Ich konnte es immer noch nicht fassen. Wie war das möglich? Meine Kehle kratzte und ich wurde von einem Hustenanfall geschüttelt. Dann musste ich würgen und erbrach rotgefärbten Staub. Erschöpft wischte ich mir den Mund ab. Meine Sorge um Alyn ließ mich weitertaumeln. War sie heil hinausgekommen? Ich konnte nur hoffen, dass Sphen sie beschützt hatte.
Langsam machte ich mich an den Abstieg. Meine Beine fühlten sich wie Butter in der Sonne an. Immer wieder rutschte ich ab und schlitterte ein paar Scal weiter in die Tiefe.
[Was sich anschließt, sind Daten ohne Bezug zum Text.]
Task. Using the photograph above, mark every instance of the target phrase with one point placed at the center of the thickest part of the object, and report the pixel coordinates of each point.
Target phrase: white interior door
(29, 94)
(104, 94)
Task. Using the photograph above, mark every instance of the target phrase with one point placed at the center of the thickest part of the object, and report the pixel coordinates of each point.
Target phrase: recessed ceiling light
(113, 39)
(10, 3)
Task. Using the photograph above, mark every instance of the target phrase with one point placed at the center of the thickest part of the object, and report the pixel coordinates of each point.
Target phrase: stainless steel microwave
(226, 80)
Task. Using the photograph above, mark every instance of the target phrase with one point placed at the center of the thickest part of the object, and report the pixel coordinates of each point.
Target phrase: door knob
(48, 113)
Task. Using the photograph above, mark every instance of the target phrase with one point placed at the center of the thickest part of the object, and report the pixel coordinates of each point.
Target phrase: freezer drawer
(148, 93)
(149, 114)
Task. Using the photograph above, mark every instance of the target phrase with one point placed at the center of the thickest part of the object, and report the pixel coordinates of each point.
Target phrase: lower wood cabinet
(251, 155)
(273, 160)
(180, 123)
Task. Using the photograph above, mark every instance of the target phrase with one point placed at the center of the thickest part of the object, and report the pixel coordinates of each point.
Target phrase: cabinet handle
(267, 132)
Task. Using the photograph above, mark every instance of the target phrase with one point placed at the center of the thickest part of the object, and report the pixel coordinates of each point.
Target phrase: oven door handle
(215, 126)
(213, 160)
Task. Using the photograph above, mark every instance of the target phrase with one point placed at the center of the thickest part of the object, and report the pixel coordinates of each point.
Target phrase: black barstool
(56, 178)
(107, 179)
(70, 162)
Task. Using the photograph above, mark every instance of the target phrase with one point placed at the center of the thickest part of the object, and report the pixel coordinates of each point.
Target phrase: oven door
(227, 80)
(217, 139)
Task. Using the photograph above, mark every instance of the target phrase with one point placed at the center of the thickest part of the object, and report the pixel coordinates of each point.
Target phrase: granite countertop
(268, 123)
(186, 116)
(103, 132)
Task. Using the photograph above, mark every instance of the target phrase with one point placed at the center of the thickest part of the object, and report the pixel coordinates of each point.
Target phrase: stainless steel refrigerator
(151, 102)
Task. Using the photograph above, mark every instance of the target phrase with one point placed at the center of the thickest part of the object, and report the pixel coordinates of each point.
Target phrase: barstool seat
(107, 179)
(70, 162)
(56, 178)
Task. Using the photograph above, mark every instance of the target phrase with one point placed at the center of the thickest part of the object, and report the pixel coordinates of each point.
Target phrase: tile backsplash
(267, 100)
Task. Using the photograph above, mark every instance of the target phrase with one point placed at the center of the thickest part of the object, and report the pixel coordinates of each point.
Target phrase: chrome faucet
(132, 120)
Mit rissigen Fingern verkrallte ich mich in alle Fugen, die sich mir boten. So näherte ich mich stückweise dem sicheren Erdboden.
Ein paar Kiesel lösten sich unter meinem Griff und polterten nach unten. Ich folgte ihnen zittrig. Als ich endlich am Boden stand, atmete ich heftig. Meine Knie wackelten so stark, dass ich mich kurz setzen musste. Erleichterung überkam mich. Ich war wahrlich noch am Leben. Fast hätte ich irre gelacht. Dann humpelte ich weiter. Ich konnte nur hoffen, dass ich Alyn dort fand, wo sich die letzte Phase meines Plans abspielen würde: In der Arena.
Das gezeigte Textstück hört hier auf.